クワガタ来訪記
工房に一人の訪問客。ミヤマクワガタのオスである。
実物を見るのは子供のころ以来だったかもしれない。それでも東部の特徴的な突起を見て、一目でミヤマクワガタだと分かったくらいだから、幼少期の自然体験は侮れない。
あの頃はよく、親に連れられて木を蹴っ飛ばしに行ったものだった。家には虫かごがずらっと並んでいて、クワガタとカブトムシと、カラフルなゼリーが入っていた。あとは実家が建具屋なので、おが屑とか木っ端とか入れていた。
昆虫といえば、福島県田村市にある「ムシムシランド」を思い出す。旧常葉町にある公設民営の自然園で、常葉町特産の葉タバコ用を栽培するための腐葉土からカブトムシの幼虫がたくさん見つかったのがきっかけで、カブトムシをはじめとした甲虫のテーマパーク設立に至った。
このムシムシランド、今でも盛況のようで、いつの時代も子供はカブトムシ・クワガタに興奮するのだと少し安心した。というのも、僕の幼少期ですら、昆虫採集をする家は少なかったと思われるため、現代っ子はもっと昆虫採集から離れてしまっているのではないか・・・と謎の心配をしてしまう。
昆虫側からすれば人間に採集されずに済むから良いことだと考えることもできるが、昆虫に触れたことのない子供は、昆虫が人間の意外と身近で生命の営みを行っていることに実感を持てないまま育つので、昆虫はもちろん、自然への理解を広める機会を一つ失うことになるからそれはそれで良くないと思う。
まあこういう話をすると、自然を守ろうという考え自体がエゴとか綺麗事とかどうのこうのって話に広がりがちなのが辛いが、なんにせよ大人になってもクワガタに興奮できる自分であったことには嬉しさを覚えた。

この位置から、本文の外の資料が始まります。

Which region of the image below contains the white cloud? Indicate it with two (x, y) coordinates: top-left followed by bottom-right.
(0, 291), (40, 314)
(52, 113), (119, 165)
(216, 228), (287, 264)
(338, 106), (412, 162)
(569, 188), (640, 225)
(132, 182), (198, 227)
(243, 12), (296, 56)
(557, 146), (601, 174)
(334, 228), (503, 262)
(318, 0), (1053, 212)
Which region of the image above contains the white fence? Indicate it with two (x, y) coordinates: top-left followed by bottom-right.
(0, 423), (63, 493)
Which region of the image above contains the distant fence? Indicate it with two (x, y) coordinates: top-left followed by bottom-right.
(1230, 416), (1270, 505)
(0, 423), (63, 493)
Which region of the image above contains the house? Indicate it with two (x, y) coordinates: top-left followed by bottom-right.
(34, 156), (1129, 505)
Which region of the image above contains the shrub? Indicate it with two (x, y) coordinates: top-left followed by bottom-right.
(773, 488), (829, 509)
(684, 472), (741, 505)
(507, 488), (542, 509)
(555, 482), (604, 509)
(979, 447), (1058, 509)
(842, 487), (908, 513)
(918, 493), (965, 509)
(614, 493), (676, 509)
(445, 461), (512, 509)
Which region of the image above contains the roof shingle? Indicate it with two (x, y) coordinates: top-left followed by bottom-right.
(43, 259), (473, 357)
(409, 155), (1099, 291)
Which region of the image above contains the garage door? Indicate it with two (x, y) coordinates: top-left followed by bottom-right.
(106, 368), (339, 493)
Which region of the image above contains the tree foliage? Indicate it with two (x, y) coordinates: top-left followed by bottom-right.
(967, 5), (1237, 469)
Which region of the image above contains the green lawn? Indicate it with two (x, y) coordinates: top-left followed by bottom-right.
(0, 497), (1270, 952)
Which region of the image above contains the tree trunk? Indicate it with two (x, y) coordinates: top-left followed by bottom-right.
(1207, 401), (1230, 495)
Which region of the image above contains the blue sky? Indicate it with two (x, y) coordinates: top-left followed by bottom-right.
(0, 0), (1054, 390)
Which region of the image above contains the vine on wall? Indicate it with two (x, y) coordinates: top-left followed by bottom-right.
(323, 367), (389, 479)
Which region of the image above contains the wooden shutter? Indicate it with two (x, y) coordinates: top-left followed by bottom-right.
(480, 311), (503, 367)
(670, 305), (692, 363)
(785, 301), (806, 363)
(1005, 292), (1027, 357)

たくさんの人に、昆虫に限らず野生の生き物にぜひ触れてみてほしい。暴れたりグネグネ動いたりするけど、奴らが脈打って生きているのが伝わってくる。そして、その辺の林でこいつら生きてんだなあと思うことができれば、近所の何の変哲もないちっちゃな雑木林はきらめいて見えてくる。